Die hauptsächlich studierten Texte waren folgende: Über Sutra [Lehrreden des Buddha] und als allgemeine Grundlage der Dul-Bai mDo rTsa-Ba [Vinaya Sutra von Gunaprabha], sowie So-SoThar-Ba mDo u.s.w. über Vinaya [Ordensregeln u. Disziplin]. Weiter die Pramanavartika [„Kommentar zu (Dignagas) `Kompendium der Gültigen Erkenntnis,`“ von Dharmakirti] u.s.w., d.h. die sieben Hauptwerke über Logik [„Sieben Abhandlungen über Gültige Erkenntnis“, alle von Dharmakirti, 7.Jhdt.] der Phar-Phyn mNgon-rTogs-rGyan [„Schmuck der klaren Erkenntnis“], sowie die übrigen vier Texte von Maitreya [„Die fünf Werke Maitreyas,“ geschrieben von Asanga, 4.Jhdt.,siehe Unten]. Der dBu-Ma rTsa-Ba Shes-Rab, der dBu-Ma-rGyan etc. über Madhyamika [Indische phil. Standartwerke von Nagarjuna, Candrakirti, u.a.]. Der mNgon-Pa mDzod und der mNgon-Pa sDus-Pa [„Schatzhaus des Wissens“ von Vasubandhu, 4.Jhdt.] etc. über Abhidharma [Phänomenologie]. Weiter die Bodhicaryavatara [„Eintritt in das Leben zur Erleuchtung“, Mahayana-Standartwerk von Santideva, 8.Jhdt, dtsch Übers. von E. Steinkellner, Diederichs] und die übrigen der dreizehn Bände der Nyingmapa (rNyng-Ma-Pa) Grundlagenstudien [gZung Chen  bCu gSum. Diese Texte sind: 1.Pratimoksha Sutra / 2.Vinaya Sutra von Gunaprabha / 3.Abhidharmasamuccaya von Asanga / 4.Abhidharmakosa von Vasubandhu / 5.Mulamadhyamakakarika von Nagarjuna / 6.Madhyamakavatara von Candrakirti / 7.Catuhsataka von Aryadeva / 8.Bodhicaryavatara von Santideva / 9.Abhisamayalankara, 10.Mahayanasutralankara, 11.Madhyantavibhanga, 12.Dharmadharmatavibhanga, 13.Uttaratantra, alle von Maitreya]

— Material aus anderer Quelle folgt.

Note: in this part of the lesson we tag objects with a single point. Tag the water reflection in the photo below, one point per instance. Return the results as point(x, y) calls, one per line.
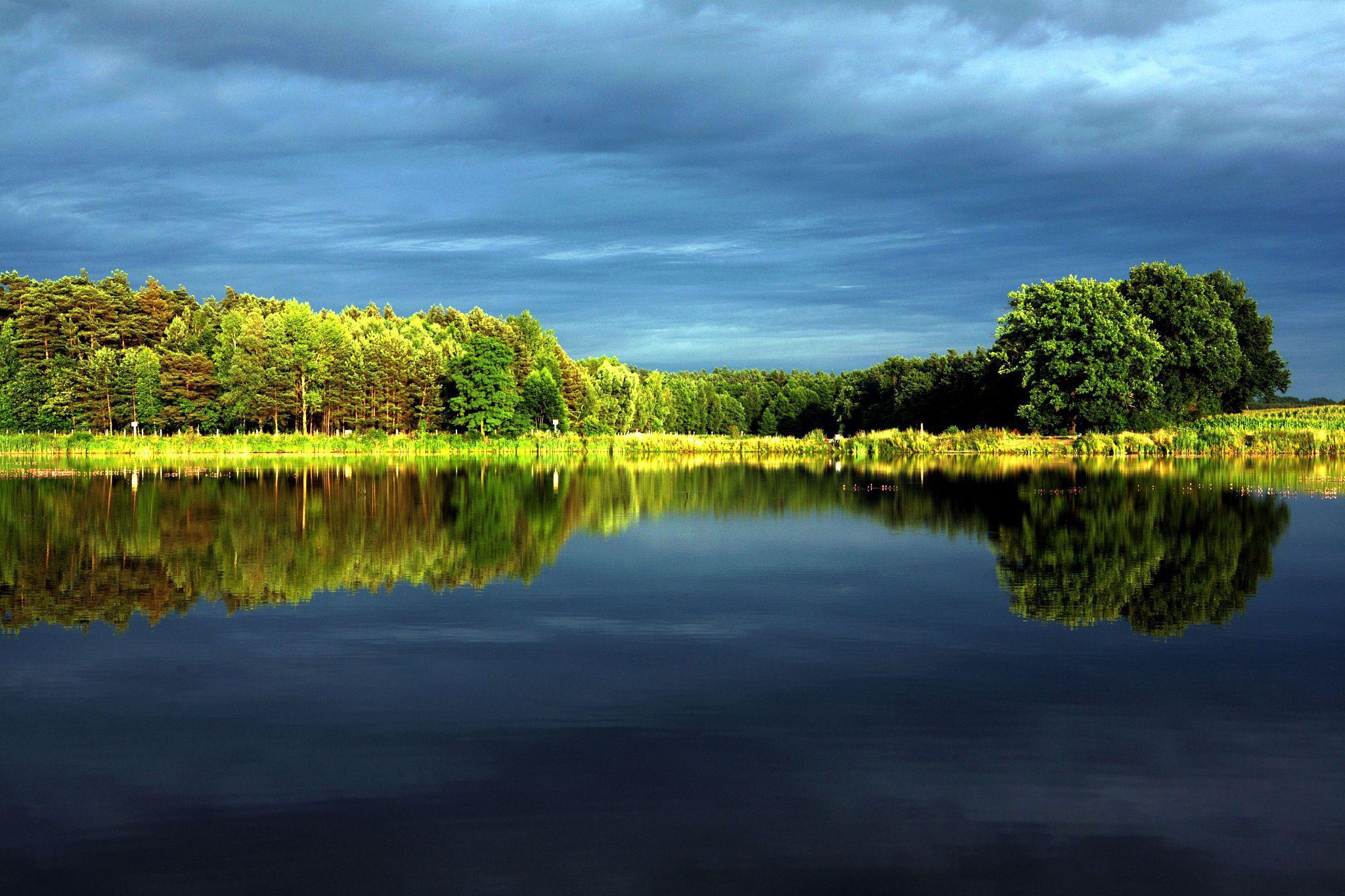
point(1161, 545)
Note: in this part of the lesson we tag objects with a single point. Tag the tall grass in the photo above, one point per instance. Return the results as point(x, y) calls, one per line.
point(1310, 431)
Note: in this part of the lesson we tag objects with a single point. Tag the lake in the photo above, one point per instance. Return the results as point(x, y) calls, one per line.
point(673, 676)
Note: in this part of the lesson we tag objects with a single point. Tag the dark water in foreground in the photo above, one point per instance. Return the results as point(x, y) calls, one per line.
point(958, 677)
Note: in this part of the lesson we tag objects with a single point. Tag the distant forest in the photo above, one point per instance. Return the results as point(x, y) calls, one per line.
point(1157, 349)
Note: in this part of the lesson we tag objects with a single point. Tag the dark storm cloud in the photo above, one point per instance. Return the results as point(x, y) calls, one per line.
point(686, 183)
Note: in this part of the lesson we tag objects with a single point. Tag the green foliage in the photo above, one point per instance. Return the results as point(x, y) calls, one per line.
point(483, 386)
point(102, 355)
point(1083, 354)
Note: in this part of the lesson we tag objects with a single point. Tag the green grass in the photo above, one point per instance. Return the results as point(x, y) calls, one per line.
point(1308, 431)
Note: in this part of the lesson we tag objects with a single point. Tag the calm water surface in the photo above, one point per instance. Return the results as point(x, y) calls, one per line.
point(673, 676)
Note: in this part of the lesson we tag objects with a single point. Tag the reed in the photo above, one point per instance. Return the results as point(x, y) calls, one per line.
point(1310, 431)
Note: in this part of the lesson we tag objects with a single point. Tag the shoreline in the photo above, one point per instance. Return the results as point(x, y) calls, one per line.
point(1180, 442)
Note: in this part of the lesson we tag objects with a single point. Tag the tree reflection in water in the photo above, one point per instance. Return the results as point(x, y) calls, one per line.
point(1161, 544)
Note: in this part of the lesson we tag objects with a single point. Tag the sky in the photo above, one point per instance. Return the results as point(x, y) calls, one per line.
point(686, 184)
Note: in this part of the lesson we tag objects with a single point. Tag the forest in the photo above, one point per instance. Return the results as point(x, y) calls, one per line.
point(1158, 349)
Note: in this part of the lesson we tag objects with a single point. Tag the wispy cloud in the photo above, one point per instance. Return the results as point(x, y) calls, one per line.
point(883, 171)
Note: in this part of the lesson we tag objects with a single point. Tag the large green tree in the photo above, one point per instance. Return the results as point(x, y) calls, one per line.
point(1262, 371)
point(1083, 354)
point(483, 386)
point(1201, 356)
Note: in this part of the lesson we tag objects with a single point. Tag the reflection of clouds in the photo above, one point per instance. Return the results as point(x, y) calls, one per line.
point(708, 629)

Die Texte über Tantra waren gSang-sNgags Lam-Rim [„Der Stufenweg des Tantra“], Chhos-dByings mDzod und die anderen aus dem mDzod-dBum, Kun-bZang bLa-Maai Zhal-Lung,und der sNgags-Rim von Padma Trinley; sowie Ye-Shes bLa-Ma [von Jigme Lingpa (1729-1798)] und dGongs-Pa Zang-Thal [von Rigdzin Godem(1337-1408)] über die Dzogchen (rDzogs-Chhen)-Lehren.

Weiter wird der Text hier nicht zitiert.